Anomus reached the stone and its flame and, as he had done dozens of times before, carefully lowered himself to his knees while lifting the ewer above his head.

“Faceless One,” he whispered, “on this sickle moon, this blood moon, this reaper’s moon, I offer You a worthless token of my fear and desperation, in the hope that You will withhold Your wrath for the passage of another month.” Anomus set the ewer on the floor, then bent forward and pressed his forehead to the cold, dusty stone for thirteen heartbeats. Then he rose and picked up the ewer once more, and poured the contents into the bowl that contained the flame.

The bloody concoction sizzled and evaporated before touching stone or flame, as it had every time before. The blue-white fire burned brighter, as it had for every other offering. But when the ewer was empty and Anomus bent forehead to stone once again, something happened that had never happened previously.
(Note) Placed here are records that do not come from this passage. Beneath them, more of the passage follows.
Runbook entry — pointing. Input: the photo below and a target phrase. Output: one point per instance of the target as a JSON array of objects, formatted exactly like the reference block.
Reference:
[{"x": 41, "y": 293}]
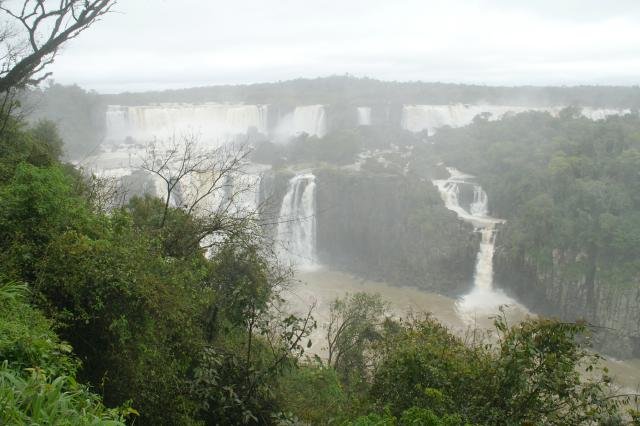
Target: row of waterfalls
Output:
[
  {"x": 217, "y": 123},
  {"x": 213, "y": 123}
]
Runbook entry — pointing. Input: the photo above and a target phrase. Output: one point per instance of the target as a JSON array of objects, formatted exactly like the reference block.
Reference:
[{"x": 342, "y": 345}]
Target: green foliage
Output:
[
  {"x": 532, "y": 376},
  {"x": 37, "y": 371},
  {"x": 566, "y": 185},
  {"x": 312, "y": 393},
  {"x": 354, "y": 325}
]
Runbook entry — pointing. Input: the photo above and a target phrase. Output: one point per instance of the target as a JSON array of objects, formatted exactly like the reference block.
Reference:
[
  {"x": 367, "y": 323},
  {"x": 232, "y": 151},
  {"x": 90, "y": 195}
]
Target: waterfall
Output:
[
  {"x": 213, "y": 123},
  {"x": 364, "y": 116},
  {"x": 297, "y": 223},
  {"x": 310, "y": 119},
  {"x": 483, "y": 299}
]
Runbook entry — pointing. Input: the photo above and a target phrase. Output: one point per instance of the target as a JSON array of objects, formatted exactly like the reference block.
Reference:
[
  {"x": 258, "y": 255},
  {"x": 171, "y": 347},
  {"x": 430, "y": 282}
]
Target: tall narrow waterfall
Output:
[
  {"x": 297, "y": 222},
  {"x": 364, "y": 116},
  {"x": 483, "y": 299}
]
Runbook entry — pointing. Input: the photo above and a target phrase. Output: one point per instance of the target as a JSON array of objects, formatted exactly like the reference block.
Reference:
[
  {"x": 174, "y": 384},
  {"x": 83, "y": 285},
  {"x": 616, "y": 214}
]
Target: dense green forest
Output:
[
  {"x": 569, "y": 188},
  {"x": 122, "y": 308},
  {"x": 367, "y": 91},
  {"x": 114, "y": 313}
]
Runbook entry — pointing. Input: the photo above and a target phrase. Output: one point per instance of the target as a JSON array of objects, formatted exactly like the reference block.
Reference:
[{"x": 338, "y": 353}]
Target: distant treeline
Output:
[{"x": 367, "y": 91}]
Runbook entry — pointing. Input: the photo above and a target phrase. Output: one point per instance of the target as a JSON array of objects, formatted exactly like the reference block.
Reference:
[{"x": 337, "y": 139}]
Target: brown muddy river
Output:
[{"x": 322, "y": 286}]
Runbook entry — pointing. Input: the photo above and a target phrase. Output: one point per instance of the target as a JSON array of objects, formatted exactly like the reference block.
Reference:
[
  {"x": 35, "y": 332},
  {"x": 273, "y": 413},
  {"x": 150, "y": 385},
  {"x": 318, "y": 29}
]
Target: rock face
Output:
[
  {"x": 384, "y": 227},
  {"x": 570, "y": 291},
  {"x": 392, "y": 228}
]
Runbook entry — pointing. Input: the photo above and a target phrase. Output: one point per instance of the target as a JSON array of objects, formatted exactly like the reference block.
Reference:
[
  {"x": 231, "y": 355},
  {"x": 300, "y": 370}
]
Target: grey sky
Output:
[{"x": 158, "y": 44}]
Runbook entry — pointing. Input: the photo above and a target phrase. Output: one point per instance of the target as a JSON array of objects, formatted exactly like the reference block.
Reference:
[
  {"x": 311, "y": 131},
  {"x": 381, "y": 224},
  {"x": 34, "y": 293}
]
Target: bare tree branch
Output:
[{"x": 46, "y": 26}]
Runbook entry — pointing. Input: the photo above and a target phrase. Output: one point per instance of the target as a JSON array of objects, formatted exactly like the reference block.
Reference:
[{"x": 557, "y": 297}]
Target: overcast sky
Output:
[{"x": 159, "y": 44}]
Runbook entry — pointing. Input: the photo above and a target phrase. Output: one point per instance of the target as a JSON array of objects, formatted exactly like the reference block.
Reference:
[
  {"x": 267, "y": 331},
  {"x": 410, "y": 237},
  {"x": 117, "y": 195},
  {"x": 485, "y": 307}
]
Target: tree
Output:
[
  {"x": 43, "y": 27},
  {"x": 353, "y": 324}
]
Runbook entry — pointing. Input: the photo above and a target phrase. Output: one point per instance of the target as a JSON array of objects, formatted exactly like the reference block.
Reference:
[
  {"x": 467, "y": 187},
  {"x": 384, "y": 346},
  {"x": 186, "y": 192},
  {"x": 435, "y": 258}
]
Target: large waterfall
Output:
[
  {"x": 309, "y": 119},
  {"x": 213, "y": 123},
  {"x": 297, "y": 222},
  {"x": 483, "y": 299},
  {"x": 417, "y": 118}
]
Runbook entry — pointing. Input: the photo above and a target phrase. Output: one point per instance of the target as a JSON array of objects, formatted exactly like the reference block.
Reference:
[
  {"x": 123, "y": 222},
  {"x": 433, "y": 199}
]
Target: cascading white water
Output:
[
  {"x": 297, "y": 222},
  {"x": 364, "y": 116},
  {"x": 417, "y": 118},
  {"x": 309, "y": 119},
  {"x": 213, "y": 123},
  {"x": 483, "y": 299}
]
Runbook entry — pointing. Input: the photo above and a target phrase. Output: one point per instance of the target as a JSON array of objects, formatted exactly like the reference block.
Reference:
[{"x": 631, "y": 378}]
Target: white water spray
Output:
[
  {"x": 297, "y": 222},
  {"x": 484, "y": 299}
]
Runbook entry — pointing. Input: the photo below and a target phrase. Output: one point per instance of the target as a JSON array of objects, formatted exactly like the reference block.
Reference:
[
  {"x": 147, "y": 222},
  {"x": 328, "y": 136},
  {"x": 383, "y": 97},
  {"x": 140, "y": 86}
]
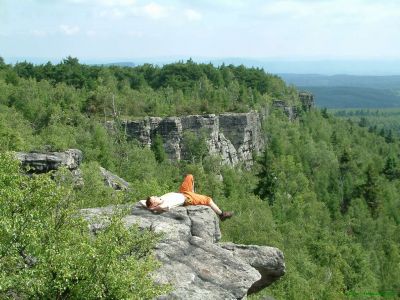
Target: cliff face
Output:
[
  {"x": 193, "y": 261},
  {"x": 232, "y": 136}
]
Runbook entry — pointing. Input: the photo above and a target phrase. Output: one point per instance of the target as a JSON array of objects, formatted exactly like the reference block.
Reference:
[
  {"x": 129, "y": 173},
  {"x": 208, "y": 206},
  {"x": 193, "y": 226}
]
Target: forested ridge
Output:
[{"x": 324, "y": 190}]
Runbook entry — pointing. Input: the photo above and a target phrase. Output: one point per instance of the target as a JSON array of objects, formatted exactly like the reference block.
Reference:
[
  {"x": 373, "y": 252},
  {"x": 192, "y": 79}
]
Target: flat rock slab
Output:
[{"x": 193, "y": 261}]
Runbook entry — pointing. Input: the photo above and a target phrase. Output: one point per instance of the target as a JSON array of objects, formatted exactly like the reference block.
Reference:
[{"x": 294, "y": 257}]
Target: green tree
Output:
[{"x": 47, "y": 251}]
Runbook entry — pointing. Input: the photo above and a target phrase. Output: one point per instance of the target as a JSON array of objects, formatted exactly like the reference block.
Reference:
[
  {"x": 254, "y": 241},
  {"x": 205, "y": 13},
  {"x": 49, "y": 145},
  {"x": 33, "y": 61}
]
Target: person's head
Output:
[{"x": 152, "y": 201}]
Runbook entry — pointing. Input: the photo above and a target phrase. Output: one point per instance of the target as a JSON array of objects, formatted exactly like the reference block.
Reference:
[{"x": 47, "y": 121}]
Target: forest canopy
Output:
[{"x": 324, "y": 190}]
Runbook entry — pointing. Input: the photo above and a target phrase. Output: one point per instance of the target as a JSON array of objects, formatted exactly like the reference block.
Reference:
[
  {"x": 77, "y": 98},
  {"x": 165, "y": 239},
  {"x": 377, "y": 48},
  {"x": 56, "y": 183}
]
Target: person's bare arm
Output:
[{"x": 158, "y": 208}]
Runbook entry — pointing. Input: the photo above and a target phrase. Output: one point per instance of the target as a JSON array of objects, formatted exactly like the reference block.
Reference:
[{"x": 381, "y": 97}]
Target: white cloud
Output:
[
  {"x": 110, "y": 3},
  {"x": 337, "y": 11},
  {"x": 114, "y": 13},
  {"x": 38, "y": 33},
  {"x": 91, "y": 33},
  {"x": 69, "y": 30},
  {"x": 192, "y": 15},
  {"x": 135, "y": 34},
  {"x": 155, "y": 11},
  {"x": 118, "y": 2}
]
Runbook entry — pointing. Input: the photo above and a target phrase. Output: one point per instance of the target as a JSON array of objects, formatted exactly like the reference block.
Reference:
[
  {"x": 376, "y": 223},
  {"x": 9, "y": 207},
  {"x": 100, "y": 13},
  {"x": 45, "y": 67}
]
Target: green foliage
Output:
[{"x": 47, "y": 252}]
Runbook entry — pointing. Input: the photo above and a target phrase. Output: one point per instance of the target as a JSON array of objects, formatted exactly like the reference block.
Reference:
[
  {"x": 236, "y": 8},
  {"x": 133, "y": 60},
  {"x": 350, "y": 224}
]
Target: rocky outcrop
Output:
[
  {"x": 307, "y": 100},
  {"x": 38, "y": 162},
  {"x": 232, "y": 136},
  {"x": 41, "y": 162},
  {"x": 193, "y": 261}
]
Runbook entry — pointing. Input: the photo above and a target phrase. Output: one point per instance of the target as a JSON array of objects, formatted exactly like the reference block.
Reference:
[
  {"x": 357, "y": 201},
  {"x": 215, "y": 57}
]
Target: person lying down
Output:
[{"x": 185, "y": 197}]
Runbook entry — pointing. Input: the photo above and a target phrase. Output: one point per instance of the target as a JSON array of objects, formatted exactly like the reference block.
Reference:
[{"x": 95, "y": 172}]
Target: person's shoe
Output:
[{"x": 225, "y": 215}]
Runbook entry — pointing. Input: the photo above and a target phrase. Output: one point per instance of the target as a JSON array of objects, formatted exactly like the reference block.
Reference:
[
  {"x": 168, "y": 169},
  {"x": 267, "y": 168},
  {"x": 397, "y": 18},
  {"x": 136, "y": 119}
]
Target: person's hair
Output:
[{"x": 148, "y": 201}]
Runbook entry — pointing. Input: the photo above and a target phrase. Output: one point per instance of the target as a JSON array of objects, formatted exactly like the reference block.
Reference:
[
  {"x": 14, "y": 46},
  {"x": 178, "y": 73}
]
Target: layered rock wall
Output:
[{"x": 232, "y": 136}]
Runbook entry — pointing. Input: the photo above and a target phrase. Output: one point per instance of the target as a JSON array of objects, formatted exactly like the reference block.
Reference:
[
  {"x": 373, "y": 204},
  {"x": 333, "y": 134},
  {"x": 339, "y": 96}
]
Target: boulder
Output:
[
  {"x": 38, "y": 162},
  {"x": 42, "y": 162},
  {"x": 193, "y": 261}
]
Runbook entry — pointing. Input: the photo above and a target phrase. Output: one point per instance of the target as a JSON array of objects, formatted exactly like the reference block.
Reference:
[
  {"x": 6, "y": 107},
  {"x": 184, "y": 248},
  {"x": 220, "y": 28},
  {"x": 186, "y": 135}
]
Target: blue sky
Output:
[{"x": 126, "y": 29}]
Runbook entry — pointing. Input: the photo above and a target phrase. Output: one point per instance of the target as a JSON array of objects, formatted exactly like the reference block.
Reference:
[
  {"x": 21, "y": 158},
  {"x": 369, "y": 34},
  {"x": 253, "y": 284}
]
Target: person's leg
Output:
[
  {"x": 197, "y": 199},
  {"x": 215, "y": 208},
  {"x": 187, "y": 184}
]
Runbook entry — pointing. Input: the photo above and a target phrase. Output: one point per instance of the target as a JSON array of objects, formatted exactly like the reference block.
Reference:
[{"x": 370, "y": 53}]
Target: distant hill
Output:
[{"x": 348, "y": 91}]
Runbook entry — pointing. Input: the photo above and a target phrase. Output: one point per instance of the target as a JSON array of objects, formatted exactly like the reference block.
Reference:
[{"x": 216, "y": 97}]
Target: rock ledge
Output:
[{"x": 193, "y": 261}]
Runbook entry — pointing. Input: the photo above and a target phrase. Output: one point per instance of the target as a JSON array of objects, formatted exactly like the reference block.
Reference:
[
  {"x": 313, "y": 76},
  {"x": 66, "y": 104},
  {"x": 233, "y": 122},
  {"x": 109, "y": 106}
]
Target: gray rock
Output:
[
  {"x": 233, "y": 136},
  {"x": 269, "y": 261},
  {"x": 114, "y": 181},
  {"x": 45, "y": 162},
  {"x": 42, "y": 162},
  {"x": 192, "y": 260}
]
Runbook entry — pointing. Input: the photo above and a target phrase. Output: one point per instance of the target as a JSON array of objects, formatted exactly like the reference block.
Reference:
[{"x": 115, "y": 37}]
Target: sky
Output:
[{"x": 121, "y": 30}]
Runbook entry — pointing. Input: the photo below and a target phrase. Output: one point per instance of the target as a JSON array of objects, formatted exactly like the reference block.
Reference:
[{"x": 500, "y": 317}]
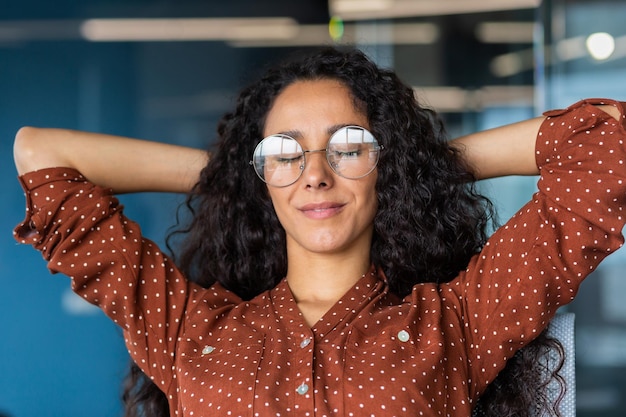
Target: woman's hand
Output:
[
  {"x": 123, "y": 164},
  {"x": 507, "y": 150}
]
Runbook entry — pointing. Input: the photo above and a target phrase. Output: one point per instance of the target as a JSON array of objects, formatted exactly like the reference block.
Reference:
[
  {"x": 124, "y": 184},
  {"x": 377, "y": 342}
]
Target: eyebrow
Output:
[{"x": 297, "y": 134}]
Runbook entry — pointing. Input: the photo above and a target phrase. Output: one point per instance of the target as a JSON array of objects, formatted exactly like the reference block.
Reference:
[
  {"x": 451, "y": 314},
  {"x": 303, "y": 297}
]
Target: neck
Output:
[{"x": 318, "y": 281}]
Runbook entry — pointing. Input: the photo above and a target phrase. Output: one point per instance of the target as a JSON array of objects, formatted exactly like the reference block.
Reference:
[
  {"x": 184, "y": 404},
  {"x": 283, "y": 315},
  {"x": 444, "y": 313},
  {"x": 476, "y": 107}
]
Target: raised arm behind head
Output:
[{"x": 123, "y": 164}]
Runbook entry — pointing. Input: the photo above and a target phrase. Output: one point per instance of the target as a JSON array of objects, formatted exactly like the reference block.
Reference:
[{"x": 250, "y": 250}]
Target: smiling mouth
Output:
[{"x": 321, "y": 211}]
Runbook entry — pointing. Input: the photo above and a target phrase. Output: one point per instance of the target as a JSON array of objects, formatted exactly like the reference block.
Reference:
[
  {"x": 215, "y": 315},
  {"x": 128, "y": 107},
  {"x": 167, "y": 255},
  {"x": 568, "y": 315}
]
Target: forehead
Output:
[{"x": 313, "y": 106}]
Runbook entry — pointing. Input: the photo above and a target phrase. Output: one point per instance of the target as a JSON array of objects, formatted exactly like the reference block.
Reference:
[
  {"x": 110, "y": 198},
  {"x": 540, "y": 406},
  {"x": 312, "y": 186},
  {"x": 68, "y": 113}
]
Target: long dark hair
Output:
[{"x": 430, "y": 218}]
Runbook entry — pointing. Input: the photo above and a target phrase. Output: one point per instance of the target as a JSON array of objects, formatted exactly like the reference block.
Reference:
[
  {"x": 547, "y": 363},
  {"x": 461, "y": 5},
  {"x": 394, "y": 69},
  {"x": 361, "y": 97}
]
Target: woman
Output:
[{"x": 337, "y": 267}]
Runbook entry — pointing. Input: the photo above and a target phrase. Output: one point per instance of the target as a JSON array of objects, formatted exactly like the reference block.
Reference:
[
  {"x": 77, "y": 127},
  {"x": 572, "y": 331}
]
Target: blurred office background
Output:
[{"x": 171, "y": 73}]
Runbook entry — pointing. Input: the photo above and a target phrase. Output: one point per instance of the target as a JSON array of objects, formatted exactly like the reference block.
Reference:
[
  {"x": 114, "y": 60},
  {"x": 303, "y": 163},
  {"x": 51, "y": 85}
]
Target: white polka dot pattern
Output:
[{"x": 429, "y": 354}]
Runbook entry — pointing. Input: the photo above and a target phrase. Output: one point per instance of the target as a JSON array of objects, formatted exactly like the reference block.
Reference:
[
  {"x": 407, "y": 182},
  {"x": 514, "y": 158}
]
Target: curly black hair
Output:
[{"x": 430, "y": 219}]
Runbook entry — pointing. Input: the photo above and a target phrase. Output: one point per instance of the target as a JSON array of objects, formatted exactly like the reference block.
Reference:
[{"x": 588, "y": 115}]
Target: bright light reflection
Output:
[{"x": 600, "y": 45}]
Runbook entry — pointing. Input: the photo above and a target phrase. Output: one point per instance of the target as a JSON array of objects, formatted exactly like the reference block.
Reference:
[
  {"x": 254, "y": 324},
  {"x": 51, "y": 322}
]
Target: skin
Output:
[
  {"x": 328, "y": 250},
  {"x": 328, "y": 219}
]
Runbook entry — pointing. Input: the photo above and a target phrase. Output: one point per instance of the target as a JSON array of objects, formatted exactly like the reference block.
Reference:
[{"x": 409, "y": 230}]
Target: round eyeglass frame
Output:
[{"x": 257, "y": 150}]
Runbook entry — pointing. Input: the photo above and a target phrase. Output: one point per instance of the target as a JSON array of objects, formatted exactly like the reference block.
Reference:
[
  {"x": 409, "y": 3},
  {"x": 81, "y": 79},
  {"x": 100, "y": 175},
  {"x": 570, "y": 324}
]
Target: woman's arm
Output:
[
  {"x": 507, "y": 150},
  {"x": 123, "y": 164}
]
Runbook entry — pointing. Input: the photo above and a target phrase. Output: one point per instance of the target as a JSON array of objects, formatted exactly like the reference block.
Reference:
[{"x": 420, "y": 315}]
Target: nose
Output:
[{"x": 317, "y": 173}]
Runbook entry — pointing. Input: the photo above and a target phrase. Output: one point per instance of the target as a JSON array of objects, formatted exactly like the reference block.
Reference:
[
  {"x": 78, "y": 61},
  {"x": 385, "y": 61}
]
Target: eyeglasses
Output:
[{"x": 352, "y": 152}]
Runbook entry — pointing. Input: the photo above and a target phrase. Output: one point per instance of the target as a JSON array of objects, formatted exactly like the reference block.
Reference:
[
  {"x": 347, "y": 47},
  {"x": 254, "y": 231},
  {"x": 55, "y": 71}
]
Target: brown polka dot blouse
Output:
[{"x": 429, "y": 354}]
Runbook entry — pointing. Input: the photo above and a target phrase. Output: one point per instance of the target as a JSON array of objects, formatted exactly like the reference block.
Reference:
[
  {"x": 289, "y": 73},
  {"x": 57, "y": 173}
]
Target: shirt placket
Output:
[{"x": 303, "y": 390}]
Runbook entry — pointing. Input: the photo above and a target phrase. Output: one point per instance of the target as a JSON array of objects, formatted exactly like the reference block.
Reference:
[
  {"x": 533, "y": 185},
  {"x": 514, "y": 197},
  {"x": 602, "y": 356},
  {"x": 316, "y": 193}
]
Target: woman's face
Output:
[{"x": 321, "y": 212}]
Anomus suddenly felt a presence in the chamber, invisible, irrefutable.

Terrifying.

The Faceless One spoke in a whisper made of shadows and dust.

You fear the Faceless, as you should. But today your fear has a face.

“What face, O Dark One?” Anomus whispered, eyes shut tight, heart hammering in his chest.

A face of gold, one diamond tear sparkling. You should flee this place, mortal. I can offer you no protection from what comes. Such is not my nature.

Then, as suddenly as it appeared, the presence was gone.